Schema refers to an object or an array of objects that the compiler takes as an input to generate JavaScript output. Following is an example of an object schema node with username property.

{
  type: 'root',
  schema: {
    type: 'object',
    fieldName: '',
    propertyName: '',
    bail: true,
    allowNull: false,
    isOptional: false,
    allowUnknownProperties: false,
    properties: [
      {
        type: 'literal',
        fieldName: 'username',
        propertyName: 'userName',
        transformFnId: 'ref://1',
        parseFnId: 'ref://2',
        bail: true,
        allowNull: false,
        isOptional: false,
        validations: [
          {
            ruleFnId: 'ref://3',
            isAsync: false,
            implicit: false,
          }
        ]
      }
    ],
    groups: [],
  }
}

Since, we pre-compile the schema to a string, we cannot serialize certain JavaScript datatypes like functions or complex objects. Therefore, we use a refs system, which works as follows.

• When you define a function or a complex data type inside your schema, we will generate a unique ref id for it.
• The compiler will receive the ref id (starting with ref://).
• At the time of validations, we will pass the refs key-value pair. The key will be ref id and the value will be the complex data type and the compiled output will lookup the ref value based upon the ref id.

Consider the following simplified flow of using refs.

Following is the list of supported schema types.

• literal: Literal refers to any value that does not have children schema nodes. For example: number, string, boolean, dates, and so on. Custom data types like file can be a literal schema type.
• object: Object refers to a JavaScript Object data type. An object may have children schema nodes as well.
• array: Array refers to a JavaScript Array data type. An array may also define the schema node for the array elements.
• tuple: Tuple refers to a JavaScript Array data type. A tuple can define a separate schema for each array element.
• union: A union is a collection of conditions + schema. If the condition is true at runtime, the associated schema will validate the field.
• record: Record refers to a JavaScript Object data type with unknown keys. Each element of a record must have the same type.

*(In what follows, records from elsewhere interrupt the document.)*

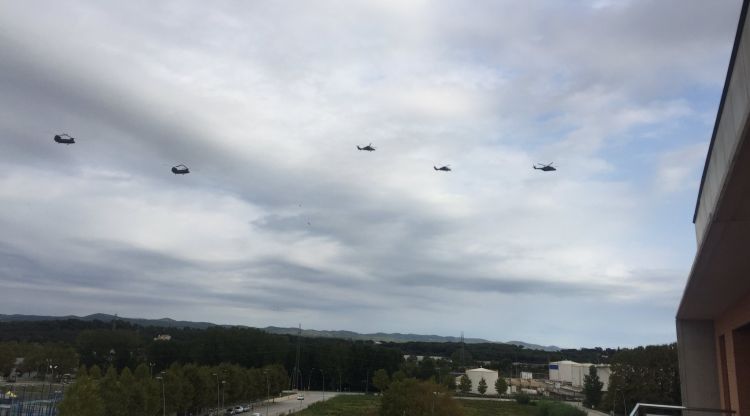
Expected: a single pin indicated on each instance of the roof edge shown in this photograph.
(737, 37)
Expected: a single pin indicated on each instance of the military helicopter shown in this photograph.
(64, 139)
(545, 168)
(369, 148)
(180, 170)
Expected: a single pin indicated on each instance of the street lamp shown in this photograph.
(53, 368)
(217, 392)
(268, 390)
(163, 393)
(324, 383)
(223, 391)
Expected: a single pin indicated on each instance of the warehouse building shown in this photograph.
(476, 375)
(573, 373)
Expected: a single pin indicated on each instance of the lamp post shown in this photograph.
(163, 393)
(223, 391)
(324, 383)
(217, 392)
(268, 390)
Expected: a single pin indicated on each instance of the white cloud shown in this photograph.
(265, 103)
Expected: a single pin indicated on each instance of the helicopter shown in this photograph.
(64, 139)
(369, 148)
(546, 168)
(180, 170)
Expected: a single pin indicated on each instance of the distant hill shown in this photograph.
(379, 336)
(171, 323)
(163, 322)
(551, 348)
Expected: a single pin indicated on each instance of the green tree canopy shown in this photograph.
(418, 398)
(501, 386)
(83, 398)
(465, 384)
(482, 387)
(592, 389)
(381, 380)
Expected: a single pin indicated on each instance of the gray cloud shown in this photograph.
(266, 101)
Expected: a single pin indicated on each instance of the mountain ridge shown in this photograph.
(341, 334)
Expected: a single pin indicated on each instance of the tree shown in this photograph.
(592, 389)
(381, 380)
(482, 387)
(645, 374)
(418, 398)
(501, 386)
(465, 384)
(82, 399)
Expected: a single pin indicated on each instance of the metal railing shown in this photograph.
(637, 409)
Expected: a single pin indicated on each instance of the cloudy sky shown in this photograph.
(282, 221)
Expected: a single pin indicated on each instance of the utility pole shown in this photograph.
(295, 375)
(217, 392)
(324, 383)
(163, 393)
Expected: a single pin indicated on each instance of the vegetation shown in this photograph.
(501, 386)
(523, 399)
(418, 398)
(482, 387)
(68, 343)
(496, 408)
(465, 384)
(344, 406)
(381, 380)
(592, 389)
(548, 408)
(644, 374)
(186, 389)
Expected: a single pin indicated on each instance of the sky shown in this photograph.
(283, 221)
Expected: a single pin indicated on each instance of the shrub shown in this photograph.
(548, 408)
(523, 398)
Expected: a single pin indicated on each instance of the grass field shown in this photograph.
(369, 406)
(495, 408)
(344, 406)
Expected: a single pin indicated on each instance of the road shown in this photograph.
(285, 405)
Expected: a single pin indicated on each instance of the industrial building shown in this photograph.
(476, 374)
(573, 373)
(713, 319)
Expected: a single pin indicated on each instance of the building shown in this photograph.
(713, 319)
(477, 374)
(573, 373)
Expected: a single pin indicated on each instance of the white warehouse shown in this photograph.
(574, 373)
(476, 374)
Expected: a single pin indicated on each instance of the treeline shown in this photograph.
(184, 389)
(502, 356)
(42, 359)
(644, 374)
(340, 364)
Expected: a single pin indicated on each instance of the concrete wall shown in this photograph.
(490, 377)
(699, 376)
(726, 326)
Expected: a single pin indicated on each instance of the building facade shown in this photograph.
(713, 319)
(573, 373)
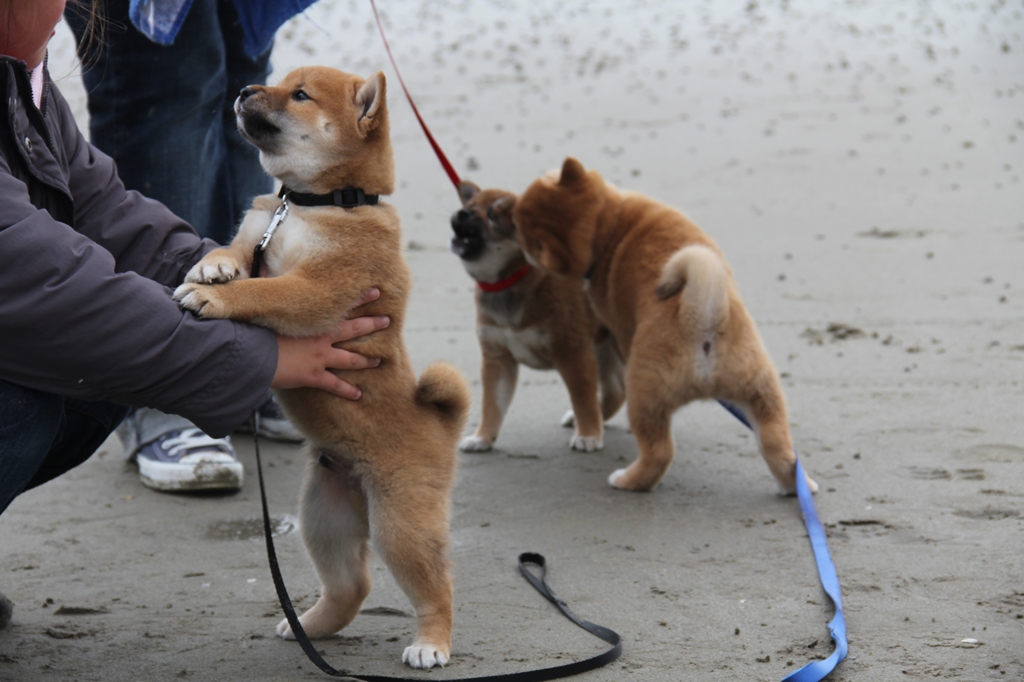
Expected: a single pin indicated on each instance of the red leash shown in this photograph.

There are moving parts inside the schema nodes. These moving parts generate different outputs based on their state.

Standalone moving parts refers to conditions that act individually and does not get impacted if other moving parts are enabled or disabled.

• parseFnId: A function to convert the input value before the validation lifecycle of the input begins. The function receives the exact value of the input, so consider the value as unknown.

• transformFnId: A function to convert the output value after all the validations of the input field are over.

  • The function can only be defined for the literal schema type.
  • The function is invoked only when the value is written to the output. Any conditions that do not write value to the output will also skip calling the transform function.

• allowUnknownProperties: When enabled, the flag will keep all the properties of an object or an array. The children properties with schema are still validated and replaced, but other properties are deeply copied from the source to the output.

• bail: When enabled, the flag will stop validating the field after the first error. In the case of arrays and objects, the validation of children nodes will also be skipped.

Flags that behave differently when used together.

• isOptional: Mark the field under validation as optional. It means the field value can be undefined or null.

• allowNull: Mark the field under validation to be null, but not undefined. However, when both isOptional and allowNull flags are used, the undefined values will also be allowed.

  The null values are written to the output when allowNull flag is enabled.

The validations are functions executed one after the other in the same sequence as they are registered in the schema. Following is the default behavior of validations.

• Validation functions are not executed if the value is null or undefined even when the field is marked as optional.
• You may use the implicit flag on the validation rule to make the validation run for null or undefined values as well.
• When the bail mode is enabled for the field, the next validation will not run if the previous one fails. There is no way for rules to bypass this behavior.

The validation rules are not executed by default when the field's value is null or undefined. However, the implicit rules can bypass this check by enabling the implicit flag inside the schema object.

If the value of a field is null or undefined it will not be written to the output. However, the null values are written to the output when allowNull flag is enabled.